Do you know how it came to be locked in the first place?

Maybe there is a place that collects common passwords, by vendor, by erase tool, by malware, ...

I haven't found any authorative list, though. Apparently there is a tool that sets "idrive". There is a wiki page here that sets "Eins": https://www.thomas-krenn.com/en/wiki/SSD_Secure_Erase (and also) https://ata.wiki.kernel.org/index.php/ATA_Secure_Erase

Of course if someone set a random password none of these will work. And if the drive gives you only five tries per power cycle, brute forcing it will take quite a while. Maybe you could automate that process with an USB enclosure (that supports the ATA erase commands, verify with another drive I guess) and a USB controller that has power saving options so you can flip it off and on in software.  And then hope someone set a very short password rather than a long one...

----------

## Jaglover

If I remember correctly I read somewhere some laptops actually 'mate' with drive and to unlock it has to be put back into the very same laptop.

----------

## DingbatCA

I bought 4 of these drives, and 4 work just fine.  This 5th one was a freebie because the electronics dealer could not unlock it.

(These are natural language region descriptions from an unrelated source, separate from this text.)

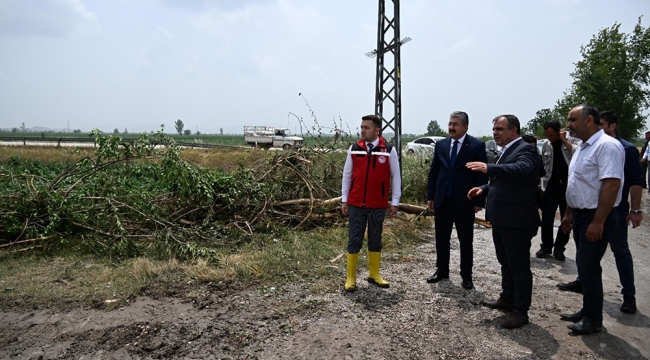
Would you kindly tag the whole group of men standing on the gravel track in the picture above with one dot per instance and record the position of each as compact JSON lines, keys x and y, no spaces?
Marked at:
{"x":593,"y":177}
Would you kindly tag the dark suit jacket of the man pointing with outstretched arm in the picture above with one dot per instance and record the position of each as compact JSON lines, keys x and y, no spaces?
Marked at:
{"x":511,"y":191}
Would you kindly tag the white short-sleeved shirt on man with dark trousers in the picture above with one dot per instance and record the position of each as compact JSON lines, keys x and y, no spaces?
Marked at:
{"x":600,"y":157}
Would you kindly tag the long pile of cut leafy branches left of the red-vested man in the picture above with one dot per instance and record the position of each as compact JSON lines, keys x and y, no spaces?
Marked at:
{"x":141,"y":196}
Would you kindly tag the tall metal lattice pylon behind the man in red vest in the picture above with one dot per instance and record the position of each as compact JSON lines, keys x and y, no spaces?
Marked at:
{"x":388,"y":84}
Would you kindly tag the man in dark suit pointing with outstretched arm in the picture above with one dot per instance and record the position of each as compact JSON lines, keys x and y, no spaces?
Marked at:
{"x":512,"y":211}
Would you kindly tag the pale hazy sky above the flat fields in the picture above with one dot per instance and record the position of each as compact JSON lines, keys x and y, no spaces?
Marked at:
{"x":224,"y":64}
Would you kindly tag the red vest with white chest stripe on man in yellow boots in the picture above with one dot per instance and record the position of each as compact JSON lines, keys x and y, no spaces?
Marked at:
{"x":370,"y":175}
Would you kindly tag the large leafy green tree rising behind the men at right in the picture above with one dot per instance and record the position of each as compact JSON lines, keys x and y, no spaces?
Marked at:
{"x":614,"y":74}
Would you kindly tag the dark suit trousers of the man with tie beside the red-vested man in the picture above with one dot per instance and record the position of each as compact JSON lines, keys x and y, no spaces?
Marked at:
{"x":461,"y":213}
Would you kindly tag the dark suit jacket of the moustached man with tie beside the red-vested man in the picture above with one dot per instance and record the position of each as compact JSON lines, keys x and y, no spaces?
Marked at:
{"x":462,"y":179}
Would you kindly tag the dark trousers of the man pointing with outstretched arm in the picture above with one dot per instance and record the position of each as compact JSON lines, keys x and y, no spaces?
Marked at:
{"x":512,"y":246}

It looks like the master password has been changed. I cant find a firmware update in hopes of re-flashing it.  I have tried a few of the old dos tools like victoria, zu, atapwd, but nothing has worked.

Is all hope lost?

----------

## frostschutz

Well, it says "Master password revision code = 65534" which usually means the master password has NOT been changed. As doing so would also change the revision.

Only problem is, that doesn't mean you know whatever the vendor chooses as the master password. This could be completely random (a salted hash based on serial number and you don't know the salt). It's vendor-specific.

In theory the vendor should be able to tell you the master password if you tell them everything there is to tell about your drive (model, serial, etc.) - whether they would be willing to do so is another question...

You could contact a data recovery company and ask them if they are able to unlock, and erase such a locked drive and how much it would cost and whether it would be worth it to you. (Assuming a data recovery company would be able to either obtain this info from the vendor directly under some kind of non-disclosure deal, or made the effort to reverse engineer it). I'd really hate supporting this business model though (same with that unlock software that costs 50 bucks).

There should always be a way to unbrick a drive (at the cost of erasing data) unfortunately this has always been a problematic side of the ata password.

Never use this feature.  :Wink: 

----------

## keet

Hashcat might work for bruteforcing it.

----------

## DingbatCA

Thought about hashcat.  After 3 tries the drive locks it's self.  Needs to be power cycled to unlock it.  No way that I can think of to acquire the encrypted password...

I emailed Toshiba, again, asking specifically for the unlock/master password. We will see.

----------

## DingbatCA

From Toshiba "Toshiba does not have unlock your drive . We do not have unlock code / master password that can unlock your drive."

I have a brick!

----------

## NeddySeagoon

DingbatCA,

Well, that leaves the JTAG interface but it will be a lot of work because it won't be documented.

----------

## DingbatCA

I am not against going in through JTAG/Serial. ;-)

There are some exposed pads on the bottom...

https://www.tweaktown.com/image.php?image=imagescdn.tweaktown.com/content/6/6/6684_04_toshiba_hg6_thnsnj512gcsu_enterprise_ssd_review_full.jpg

If, and it's a big if, I can acquire a console type connection, what would a I do from there? I am guessing/hoping there is some kind of simple command line where I can directly interface with the drive using ata commands?

----------

## NeddySeagoon

DingbatCA,

JTAG is a test interface.

It is serial but it won't give you a console.  

During manufacture, it the way the device is tested and firmware uploaded.

----------

## frostschutz

Last time I tried to do something with JTAG/Serial (recovering a bricked ereader) it was a complete failure so I certainly will be unable to help.

If you find out anything, please keep us updated too.   :Smile: 

----------

## DingbatCA

Pure JTAG is out of my skill set.  I think this is where I throw in the towel.  :-(

----------

## frostschutz

I guess this won't work for an already locked drive either?

https://github.com/Drive-Trust-Alliance/sedutil/blob/master/linux/PSIDRevert_LINUX.txt

https://github.com/Drive-Trust-Alliance/sedutil/wiki/PSID-Revert

Sounds hopeful actually - see if your drive supports it.

----------

## DingbatCA

All hope is lost, or at least for my skill set.  After a ton of googling I found that the extra 4 pins along side the SATA connection are a debug port.  I ordered in a serial TTL adapter and was able to test it out on an old Toshiba laptop drive.  I got a VERY simplistic console.  Then I jacked into the SSD and go nothing.  I also tried a known good SSD, same model, nothing.  I would guess the debug port has changed it's protocol in the last 15 years. ;-)  

End of this adventure...  Locked SSD has been placed on my scrap pile. :-(

----------